2. Introduction
Data and its storage may be considered to be the heart of any
information system. Data has to be up-to-date, accurate, accessible
in the required form and available to one or perhaps many users
at the same time.
For data to be of value it must be presented in a form which supports
the various operational, financial, managerial, decision making,
administrative and clerical activities within an organisation.
To meet these objectives data needs to be stored efficiently -
to avoid lengthy access times - and with minimal duplication -
to avoid lengthy update times and the possibility of inconsistency
and inaccuracy. For the data stored by a given organisation to
have any value at all its integrity (consistency and accuracy)
must always be assured.
In this section we are going to consider what is know as the conceptual
view (user view) of stored data. As such we do not need to be
concerned with how data is physically stored on specific types
of storage media; neither do we need to consider the various storage
structures and access methods applicable to retrieval of data
from such media.
2.1 Data Storage.
The data of an organisation takes the form of an abstract representation
of objects and events which occur within the organisation's environment.
Within the context of an airline company for example, such objects
might include Aircraft, Passengers and Airports, and include events
such as Flights and the issuing of Tickets.
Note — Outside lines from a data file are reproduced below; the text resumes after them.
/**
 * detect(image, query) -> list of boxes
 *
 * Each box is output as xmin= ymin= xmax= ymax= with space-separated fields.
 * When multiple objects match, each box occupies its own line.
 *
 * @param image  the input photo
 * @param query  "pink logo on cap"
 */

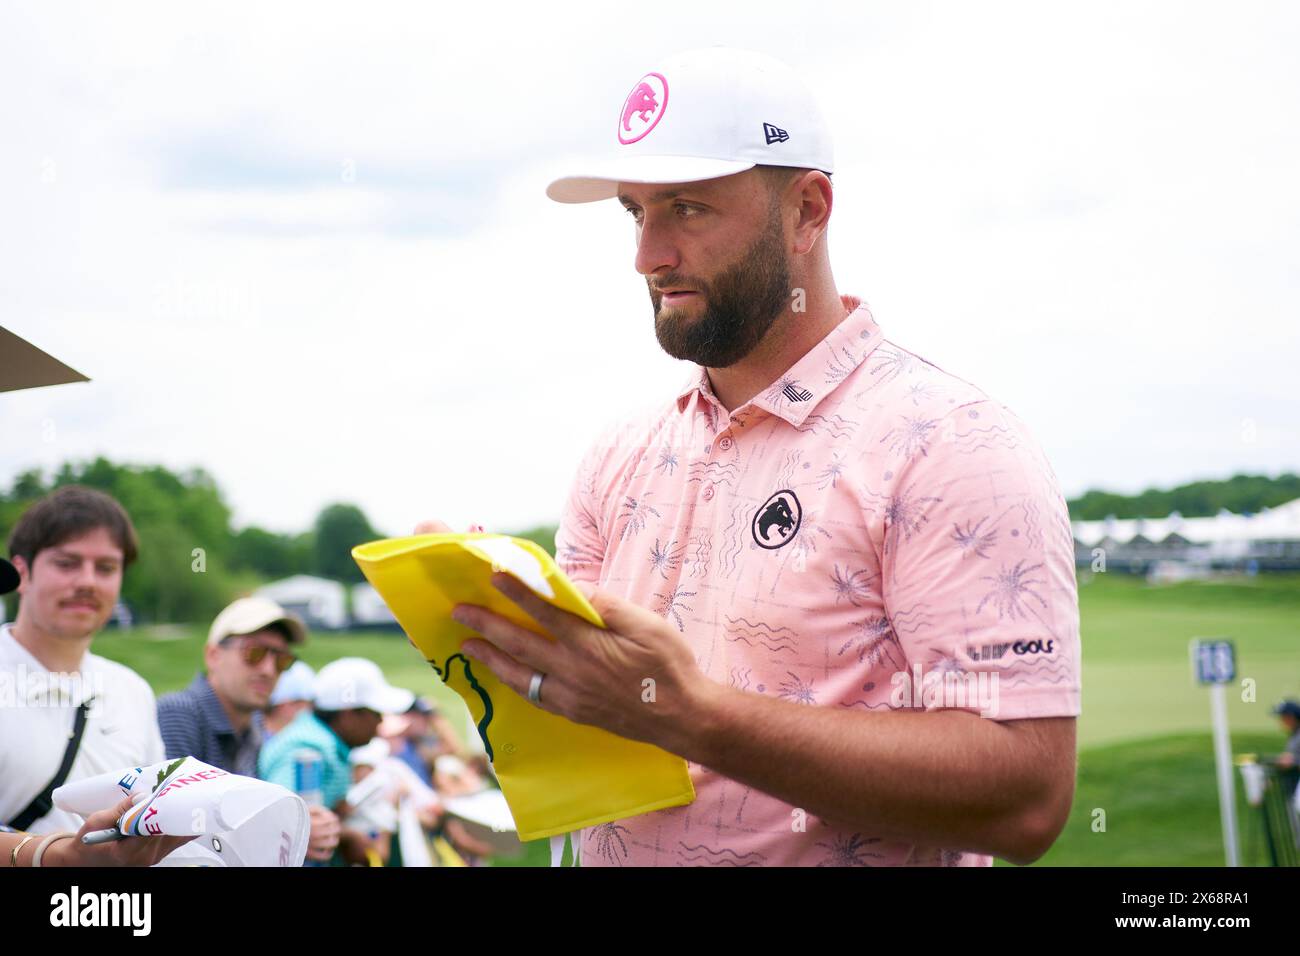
xmin=618 ymin=72 xmax=668 ymax=145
There are two principle approaches to the storage of data in a
computer-based information system. Data may be stored in separate
files belonging to isolated information systems operating within
individual departments, or data may be stored in a database which
may serve as a resource available across all departments and functional
areas. The following sections consider these two approaches and
their relative merits.
2.2 File Based Systems.
Before we consider the issues arising from file based storage
let us firstly, establish some general concepts and definitions
relating to the storage of data in files.
2.2.1 Data Files.
A file is a complete, named collection of information and the
basic unit of storage that enables a computer to distinguish one
set of information from another. For example a file named "Aircraft"
might contain information about the different types of aircraft
used by a particular airline company and a file named "Airport"
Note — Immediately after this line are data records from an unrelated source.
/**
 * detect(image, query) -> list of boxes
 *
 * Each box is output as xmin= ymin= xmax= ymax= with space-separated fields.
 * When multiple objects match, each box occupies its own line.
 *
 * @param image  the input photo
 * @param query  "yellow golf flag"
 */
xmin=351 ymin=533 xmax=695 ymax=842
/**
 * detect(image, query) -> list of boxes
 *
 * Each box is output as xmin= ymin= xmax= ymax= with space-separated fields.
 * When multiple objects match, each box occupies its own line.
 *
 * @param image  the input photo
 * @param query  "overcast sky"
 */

might hold details of all the airports from which the airline
operates.
2.2.2 Records.
The data held within a file are organised into structured groups
of related elements called records. For example, a record describing
an individual aircraft might be composed of the data elements:
"identifying number", "name of manufacturer";
"description", "classification"
(turbo-prop, jet, etc) "seating capacity" and
so on. The aircraft file then contains zero, one, or many such
records; where each record describes an individual aircraft.
2.2.3 Fields.
The individual elements of a record are referred to as fields.
Hence form the example above, "identifying number",
"name of manufacturer", "description",
"classification" and "seating capacity",
each represent an individual field (element) of the aircraft record.
2.2.4 Data Types.
The data to be held within each field of a given record will possess
certain characteristics in terms of size (length measured in characters
or digits) and type (numeric, alphabetic, dates, etc). Each field
of a record is allocated a particular data type which describes
the allowed characteristics of the data to be held by the field
and further indicates the range of operations which can be carried
out on the field; for example, arithmetic operations would be
valid on fields containing numeric data but not on fields containing
an address or a narrative description.
2.2.5 Keys.
A key is a field or combination of fields used to identify a record.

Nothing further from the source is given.